吉村昭『羆嵐』のモデルとなった三毛別事件の真実を生々しく綴る大傑作ノンフィクション

文:増田 俊也 (作家)

『慟哭の谷 北海道三毛別・史上最悪のヒグマ襲撃事件』 (木村盛武 著)

出典 : #文春文庫
ジャンル : #ノンフィクション

『慟哭の谷 北海道三毛別・史上最悪のヒグマ襲撃事件』 (木村盛武 著)

 本書は北海道開拓時代に起きた三毛別ヒグマ事件――一頭の巨大ヒグマが一週間にわたって開拓部落を襲い、七人を食い殺して三人に重傷を負わせた凄惨な事件を、克明かつ詳細に綴った記録である。

 事件は、冬眠に失敗して餓えた凶暴なヒグマが、開拓部落の一軒の家を襲ったことから始まる。預かり子の幹雄は一撃で撲殺され、阿部マユが血まみれにされて熊に咥えられ山に連れ去られた(後に大半が食された無残な死体が土中から発見された)。

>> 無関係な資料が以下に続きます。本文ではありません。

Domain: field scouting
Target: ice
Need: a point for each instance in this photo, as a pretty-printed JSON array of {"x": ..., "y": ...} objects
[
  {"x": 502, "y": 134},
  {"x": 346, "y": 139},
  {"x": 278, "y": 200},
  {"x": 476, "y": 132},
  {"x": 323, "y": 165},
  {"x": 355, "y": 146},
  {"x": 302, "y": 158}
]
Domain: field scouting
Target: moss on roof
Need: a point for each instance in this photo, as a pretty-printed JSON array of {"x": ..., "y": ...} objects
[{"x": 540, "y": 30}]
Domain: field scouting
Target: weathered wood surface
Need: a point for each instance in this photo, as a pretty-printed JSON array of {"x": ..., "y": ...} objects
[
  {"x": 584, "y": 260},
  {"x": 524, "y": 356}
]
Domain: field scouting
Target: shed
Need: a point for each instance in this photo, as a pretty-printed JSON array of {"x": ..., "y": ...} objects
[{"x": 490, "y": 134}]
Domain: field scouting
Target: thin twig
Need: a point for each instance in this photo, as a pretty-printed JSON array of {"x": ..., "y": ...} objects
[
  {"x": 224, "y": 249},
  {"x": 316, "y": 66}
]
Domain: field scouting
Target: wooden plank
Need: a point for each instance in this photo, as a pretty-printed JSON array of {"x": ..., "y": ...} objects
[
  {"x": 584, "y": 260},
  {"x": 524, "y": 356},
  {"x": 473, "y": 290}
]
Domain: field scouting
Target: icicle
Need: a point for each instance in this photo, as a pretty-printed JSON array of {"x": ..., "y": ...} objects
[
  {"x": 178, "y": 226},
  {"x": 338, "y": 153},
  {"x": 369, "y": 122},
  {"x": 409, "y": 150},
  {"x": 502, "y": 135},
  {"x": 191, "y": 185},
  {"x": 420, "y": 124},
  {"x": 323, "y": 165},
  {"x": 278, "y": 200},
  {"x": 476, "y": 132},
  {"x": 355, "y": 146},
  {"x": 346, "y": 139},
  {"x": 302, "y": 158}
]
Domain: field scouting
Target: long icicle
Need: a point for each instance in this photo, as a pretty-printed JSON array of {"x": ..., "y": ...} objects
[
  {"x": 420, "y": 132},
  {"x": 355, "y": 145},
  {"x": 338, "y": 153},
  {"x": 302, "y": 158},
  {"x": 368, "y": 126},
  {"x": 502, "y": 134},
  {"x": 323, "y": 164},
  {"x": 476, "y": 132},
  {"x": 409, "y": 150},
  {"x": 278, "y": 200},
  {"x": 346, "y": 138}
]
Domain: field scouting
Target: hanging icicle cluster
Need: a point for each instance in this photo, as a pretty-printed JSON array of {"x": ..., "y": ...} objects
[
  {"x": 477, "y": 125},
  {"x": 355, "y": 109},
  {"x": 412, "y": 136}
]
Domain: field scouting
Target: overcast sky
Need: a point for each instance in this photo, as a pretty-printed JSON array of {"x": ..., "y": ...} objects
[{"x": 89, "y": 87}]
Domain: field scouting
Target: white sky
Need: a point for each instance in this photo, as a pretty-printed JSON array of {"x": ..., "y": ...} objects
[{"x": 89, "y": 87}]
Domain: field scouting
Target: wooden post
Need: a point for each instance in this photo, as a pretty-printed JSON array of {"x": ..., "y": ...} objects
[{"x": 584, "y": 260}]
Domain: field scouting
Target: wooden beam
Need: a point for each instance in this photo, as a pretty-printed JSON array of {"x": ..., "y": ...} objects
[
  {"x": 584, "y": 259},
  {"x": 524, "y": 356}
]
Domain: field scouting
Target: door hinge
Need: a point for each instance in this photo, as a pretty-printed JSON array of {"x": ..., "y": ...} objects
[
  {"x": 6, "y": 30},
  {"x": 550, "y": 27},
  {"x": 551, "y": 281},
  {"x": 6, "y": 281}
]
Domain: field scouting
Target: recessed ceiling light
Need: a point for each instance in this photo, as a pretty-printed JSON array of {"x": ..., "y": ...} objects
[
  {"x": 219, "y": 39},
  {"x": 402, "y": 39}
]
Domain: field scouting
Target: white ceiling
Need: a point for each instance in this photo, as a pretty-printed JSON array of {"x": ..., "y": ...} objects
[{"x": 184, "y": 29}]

 この事件を受け、最終的に北海道警のほか、陸軍歩兵連隊、消防組、青年団など、官民合わせ延べ六百人、アイヌ犬十数頭、鉄砲六十丁もの大討伐隊がこのヒグマに挑んでいく。しかしヒグマは吹雪と暗闇にまぎれ執拗に開拓部落を襲撃し、一人、また一人と人間を食い殺す。万策尽きた人間たちは殺された仲間の遺体を囮にしてヒグマをおびき寄せるという最終手段に出たが、ヒグマはそれをあざ笑うかのように人間たちを翻弄していく。いったいどうしたらあの悪魔を倒せるのか――。この稀有なモチーフとリアルな描写で、本書は日本文学史に永劫語り継がれるであろう大傑作ノンフィクションとなっている。

 私自身、この事件をモデルにして書いた『シャトゥーン ヒグマの森』(宝島社)という小説で十年ほど前に作家デビューしている。新人賞受賞を目指す作品で、なぜこの事件をモチーフにしたのかというと、人間による過去のどんな殺人事件を調べても、この三毛別ヒグマ事件の前にかすんでしまったからだ。シリアルキラーによるどんな猟奇的な連続殺人事件も、このヒグマによる食害の凄惨さに比べたらかすんでしまったからだ。

 戦前の高専柔道の流れをくみ旧帝大の七校だけに伝わっている寝技中心の七帝柔道をやるために私が北海道大学へ入学したのは、一九八六年(昭和六十一年)、二十歳のときのことである。

 自伝的小説『七帝柔道記』(KADOKAWA)にかつて書いたように、きっかけは愛知県立旭丘高校時代に名古屋大学柔道部員に入部勧誘を受けたことだった。

 あれを読んだ方に「どうして名古屋大学ではなくて北海道大学を選んだんですか」とときどき聞かれるが、その理由こそ、北海道大学ヒグマ研究グループ(略称クマ研)の存在にあった。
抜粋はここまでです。